Part II, entitled "The Cultural Context of Abortion," contains chapters on abortion attitudes of and use of services by African Americans, Latinas, Asian Americans, and Pacific Islanders. The authors discuss the ways in which ethnic minority women's attitudes are similar to and different from those reported in mainstream population surveys. Particularly interesting were the discussions of the effects of religion, acculturation (and the legality of abortion in the home country of immigrant women), and the history of denial of reproductive rights to Black women on current attitudes and how discrepancies between attitude and behavior are resolved when women decide to have an abortion even though they would say that in general they are against it. I wish this section had contained a few more chapters.

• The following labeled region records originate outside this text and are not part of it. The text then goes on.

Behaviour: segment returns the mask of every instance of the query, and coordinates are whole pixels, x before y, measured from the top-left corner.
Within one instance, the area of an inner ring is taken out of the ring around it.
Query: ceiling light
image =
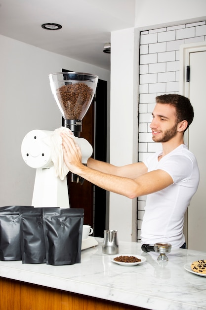
[[[108,54],[111,53],[111,44],[110,43],[105,43],[105,44],[104,45],[103,52],[104,53],[107,53]]]
[[[47,30],[58,30],[61,29],[62,26],[59,24],[55,24],[54,23],[46,23],[41,25],[41,27],[44,29]]]

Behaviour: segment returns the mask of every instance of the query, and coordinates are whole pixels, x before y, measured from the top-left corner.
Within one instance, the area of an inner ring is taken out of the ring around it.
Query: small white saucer
[[[86,239],[82,239],[82,250],[88,249],[97,246],[98,244],[94,237],[88,237]]]

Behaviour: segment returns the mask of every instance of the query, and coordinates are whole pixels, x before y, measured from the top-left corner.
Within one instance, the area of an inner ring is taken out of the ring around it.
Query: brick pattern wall
[[[143,31],[140,33],[139,104],[139,161],[161,148],[153,142],[150,124],[155,97],[163,94],[178,94],[179,46],[206,41],[206,23],[179,25]],[[146,196],[138,199],[137,241]]]

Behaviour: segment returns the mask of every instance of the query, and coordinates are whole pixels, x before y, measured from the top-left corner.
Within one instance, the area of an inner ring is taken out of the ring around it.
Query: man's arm
[[[89,165],[86,167],[82,163],[82,154],[80,148],[77,147],[73,139],[61,134],[62,137],[62,148],[64,151],[64,158],[69,169],[73,173],[83,178],[85,180],[95,184],[107,191],[113,192],[125,196],[131,199],[140,196],[147,195],[160,191],[173,183],[171,176],[166,172],[157,170],[147,173],[147,169],[143,163],[131,164],[122,167],[115,167],[110,164],[104,165],[102,162],[89,160]],[[92,164],[91,163],[92,162]],[[93,165],[93,168],[91,168]],[[94,169],[100,166],[100,170],[104,167],[106,172]],[[109,167],[111,167],[111,172],[108,173]],[[139,174],[134,172],[135,167],[141,167]],[[116,170],[117,169],[117,170]],[[122,170],[123,176],[118,173],[114,174],[115,171]],[[145,173],[144,173],[145,172]],[[129,177],[136,175],[135,178]]]
[[[88,159],[87,167],[104,173],[124,176],[130,179],[135,179],[147,172],[147,167],[143,162],[136,162],[118,167],[91,157]]]

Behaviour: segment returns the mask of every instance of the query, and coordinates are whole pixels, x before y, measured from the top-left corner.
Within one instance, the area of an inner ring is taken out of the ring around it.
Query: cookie
[[[191,267],[193,271],[198,273],[206,274],[206,259],[200,259],[193,261]]]

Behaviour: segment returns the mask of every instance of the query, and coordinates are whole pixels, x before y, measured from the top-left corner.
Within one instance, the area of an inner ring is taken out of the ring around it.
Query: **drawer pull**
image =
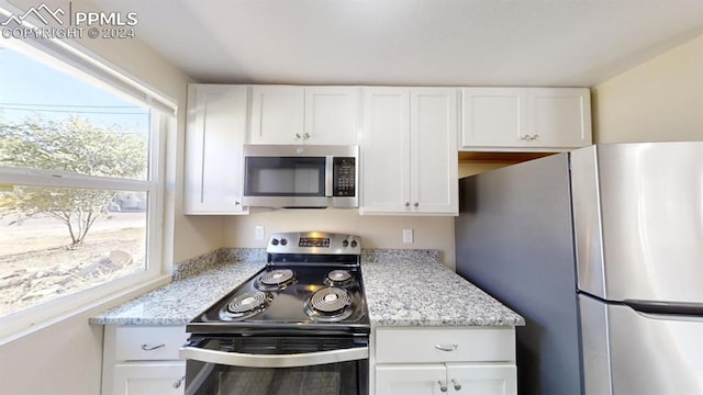
[[[459,348],[459,345],[435,345],[435,348],[442,351],[454,351]]]
[[[161,345],[158,345],[158,346],[149,346],[149,345],[144,343],[144,345],[142,345],[142,350],[152,351],[152,350],[160,349],[161,347],[166,347],[166,343],[161,343]]]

I would have liked for example, to read about Native American women, particularly because the federal government has refused to allow abortion in hospitals run by the Indian Health services, and about Jewish women particularly because so many Jews have provided leadership in pro-choice movement and as an illustration of how another major religion affects its followers' attitudes.

Part III, entitled "Intrapersonal and Interpersonal Contexts of Abortion," contains chapters on adolescents and abortion, men's attitudes toward abortion, women's attitudes toward medical versus surgical abortion, the relationship of violence against women to unwanted pregnancies, and the testing of a model of psychological sequelae of abortion. The chapter on men's attitudes concerns an understudied population, and I found Marsiglio and Diekow's discussion of the political philosophies of various segments of the men's movement to be enlightening. The chapter on violence by Russo and Denious was among the strongest chapters in the book. Although we know that violence is widespread and related to a lot of women's issues, the authors do an excellent job of showing how this particular relationship should inform clinic procedures and public policies.

Part IV, entitled "Abortion in the Context of Practice," consists of chapters about counseling abortion patients, clinical approaches to abortion issues in psychotherapy, and what we can learn from other countries to improve medical service delivery. I was surprised and pleased to see the international chapter. Rarely do Americans consider what we can learn from colleagues in Kenya, Bangladesh, or Nicaragua, yet there are many suggestions for policy and training that could be very helpful in removing some of the barriers to access in the United States.

This is a book that will appeal to psychologies, lobbyists, policymakers, clinic personnel, and students of psychology, medicine, women's studies, and political science. Most of the chapters are accessible to students, and I encourage faculty to consider adding to their syllabi some chapters from The New Civil War.